Jupyter notebook for quality control of mass spectrometry data.
This notebook performs basic QC for proteomics experiments processed with FragPipe and raw data in mzML format.
From raw mzML files:
- counts MS1 and MS2 spectra
From FragPipe results
- PSM / peptide / protein counts
- fraction of PSMs with missed cleavages
- fraction of signal intensity from missed cleavages
- enzymatic specificity (fully / semi / non-tryptic peptides)
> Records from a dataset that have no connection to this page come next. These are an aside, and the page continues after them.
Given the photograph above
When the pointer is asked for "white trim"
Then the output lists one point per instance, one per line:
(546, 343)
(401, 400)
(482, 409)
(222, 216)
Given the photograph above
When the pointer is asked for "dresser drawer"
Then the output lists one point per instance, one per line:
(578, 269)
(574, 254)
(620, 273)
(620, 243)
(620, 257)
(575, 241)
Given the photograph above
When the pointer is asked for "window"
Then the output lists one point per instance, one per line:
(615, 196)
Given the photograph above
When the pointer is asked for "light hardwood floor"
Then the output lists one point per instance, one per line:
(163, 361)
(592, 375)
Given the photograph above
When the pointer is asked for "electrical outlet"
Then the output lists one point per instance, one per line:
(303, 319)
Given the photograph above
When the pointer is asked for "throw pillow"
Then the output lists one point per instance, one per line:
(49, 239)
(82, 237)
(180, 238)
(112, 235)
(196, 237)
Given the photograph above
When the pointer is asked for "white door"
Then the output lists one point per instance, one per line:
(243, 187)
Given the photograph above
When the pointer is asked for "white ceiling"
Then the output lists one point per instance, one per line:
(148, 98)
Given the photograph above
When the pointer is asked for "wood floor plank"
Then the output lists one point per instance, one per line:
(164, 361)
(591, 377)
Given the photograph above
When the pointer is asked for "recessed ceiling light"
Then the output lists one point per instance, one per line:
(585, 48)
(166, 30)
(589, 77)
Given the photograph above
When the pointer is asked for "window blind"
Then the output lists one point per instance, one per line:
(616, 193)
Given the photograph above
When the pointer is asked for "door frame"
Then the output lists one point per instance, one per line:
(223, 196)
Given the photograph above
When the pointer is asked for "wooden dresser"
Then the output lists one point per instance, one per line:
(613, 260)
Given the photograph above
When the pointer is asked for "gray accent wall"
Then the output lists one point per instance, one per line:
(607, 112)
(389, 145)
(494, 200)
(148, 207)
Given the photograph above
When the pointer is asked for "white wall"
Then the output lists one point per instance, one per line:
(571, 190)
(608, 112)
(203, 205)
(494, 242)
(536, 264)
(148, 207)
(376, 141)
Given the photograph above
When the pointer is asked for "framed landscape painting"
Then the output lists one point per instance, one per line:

- missed cleavage distribution
- peptide length distribution
- charge state distribution
- intensity distribution (PSM level)
- protein dynamic range
All results are visualized and summarized in a final merged table.
- Python>=3.12
- matplotlib
- pandas
- pyteomics
- seaborn
- numpy
The notebook expects the following structure:
project/
├── raw/ # mzML files
│ ├── sample1.mzML
│ ├── sample2.mzML
│ └── ...
│
├── results/ # FragPipe output
│ ├── experiment_annotation.tsv
| ├── ...
│ ├── sample1/
│ │ ├── psm.tsv
│ │ ├── peptide.tsv
| | ├── protein.tsv
| | └── ...
│ ├── sample2/
│ │ ├── psm.tsv
│ │ ├── peptide.tsv
| | ├── protein.tsv
| | └── ...
│ └── ...
experiment_annotation.tsv must contain at least two columns: file - raw file name; sample_name - sample number in FragPipe
Install dependencies:
$ pip install -r requirements.txt
At the top of the notebook set:
result_path = '' # path to folder with FragPipe results
raw_dir_path = '' # path to folder with mzML files
annotation_path = f'{result_path}/experiment_annotation.tsv'Run all cells
Public raw data used for testing were obtained from the PRIDE repository (project PXD000498).